High Variance Management (Sbensu) — Stage actors need to be good at every performance, but film actors have the luxury of multiple takes. Analogously, rather than insisting on perfection every time, managers can embrace an evolution-inspired approach called “creative selection,” encouraging multiple teams to tackle the same problem, prototyping and demoing to one another, and then having a decision maker pick the best approach.
To Teach Computers Math, Researchers Merge AI Approaches (Quanta Magazine) — Describes how AI researchers are trying to teach large language models to understand and solve math problems. Much of it boils down to “autoformalization”: turning mathematical statements in natural language into logical building blocks. It’s analogous to converting human language into computer code.
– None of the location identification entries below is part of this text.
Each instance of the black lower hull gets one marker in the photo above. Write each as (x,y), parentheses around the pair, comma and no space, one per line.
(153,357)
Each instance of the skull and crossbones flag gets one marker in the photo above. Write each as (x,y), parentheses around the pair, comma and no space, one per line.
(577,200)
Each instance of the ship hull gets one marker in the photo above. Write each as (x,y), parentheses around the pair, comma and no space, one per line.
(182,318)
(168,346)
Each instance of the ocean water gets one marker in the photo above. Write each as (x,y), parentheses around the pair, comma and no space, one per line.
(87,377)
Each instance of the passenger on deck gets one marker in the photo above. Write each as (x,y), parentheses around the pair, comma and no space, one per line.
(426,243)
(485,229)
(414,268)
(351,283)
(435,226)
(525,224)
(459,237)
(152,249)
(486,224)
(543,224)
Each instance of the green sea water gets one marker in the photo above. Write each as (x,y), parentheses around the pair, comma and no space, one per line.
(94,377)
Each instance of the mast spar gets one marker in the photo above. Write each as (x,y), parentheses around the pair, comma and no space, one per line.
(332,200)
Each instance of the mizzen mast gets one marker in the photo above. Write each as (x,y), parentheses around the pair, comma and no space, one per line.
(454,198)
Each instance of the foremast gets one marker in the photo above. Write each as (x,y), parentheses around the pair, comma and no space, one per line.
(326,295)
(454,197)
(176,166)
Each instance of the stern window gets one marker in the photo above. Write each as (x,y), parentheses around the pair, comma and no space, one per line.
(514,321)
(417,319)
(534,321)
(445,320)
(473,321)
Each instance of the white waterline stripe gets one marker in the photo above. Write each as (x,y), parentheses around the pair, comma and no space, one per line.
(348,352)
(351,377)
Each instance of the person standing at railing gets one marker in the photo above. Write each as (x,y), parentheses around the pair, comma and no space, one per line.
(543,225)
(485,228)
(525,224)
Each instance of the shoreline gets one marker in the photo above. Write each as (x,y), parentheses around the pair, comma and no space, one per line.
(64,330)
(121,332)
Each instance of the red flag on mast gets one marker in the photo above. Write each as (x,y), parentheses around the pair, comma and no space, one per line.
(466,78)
Who Is Still Inside the Metaverse? (New York Magazine) — Catalogs one writer’s recent adventures in Meta’s Horizon Worlds, reflecting on the kinds of people he met there and what drew them to the VR world. The metaverse is at once lonely (“nobody has any connection to anyone else beyond owning a headset, a weak tie if ever there was one”) and a reprieve from loneliness (“I can’t help noticing how many of the stories tonight are about being alone”).
Introducing Not-Knowing (Vaughn Tan) — Builds upon the concept of Knightian Uncertainty, which differentiates “known risk” from “unknown risk.” Tan suggests we drop the confusing term of “risk,” and instead focus on various kinds of “not-knowing.”
The Planet Closer to the Sun Than Mercury | Vulcan (Astrum) — Explores how 19th-century astronomers became convinced that there was a never-before-seen planet inside Mercury’s orbit; despite the “planet” never actually being sighted, astronomers kept tweaking their models to make it seem possible. The story is a good lesson on confirmation bias, showing that even famed scientists aren’t immune to it.
🔍📆 Lens of the week
Introducing new ways to see the world and new tools to add to your mental arsenal.
This week’s lens: the sloping floor.
After a failed project, an engineering team often conducts a thorough retrospective. They identify the problems that led to the unsatisfactory result, create a plan to solve them, and commit to following it. Nearly as often, though, time passes and the same problems keep cropping up. Despite their best efforts, the team recreates the outcome they had sworn to avoid.
A good metaphor for such cases is a sloping floor. If we place a ball on an even floor, it will stay where we put it. However, should the floor be sloped, even slightly, the ball will move down the slope. On a sloping floor, keeping the ball in place requires effort. If we are not aware that the floor is sloped, we will be constantly bewildered to find it in one particular corner of the room.
A similar dynamic plays out in teams. If we aren’t aware of the particular slope of our floor, we will not know where to put our energy to counteract the gravity that keeps rolling us into a particular corner. The slope can hide in various places, from the team’s cultural quirks to processes and practices to choices of infrastructure.
It is hard to spot a small slope from a freeze-frame snapshot. We might have more success if we watch for the effects of the sloping floor show up in a team’s activities. What things are exceedingly easy for us (downslope)? What things are more difficult (upslope)? If we look for these things, we can start to see the gradient of our world.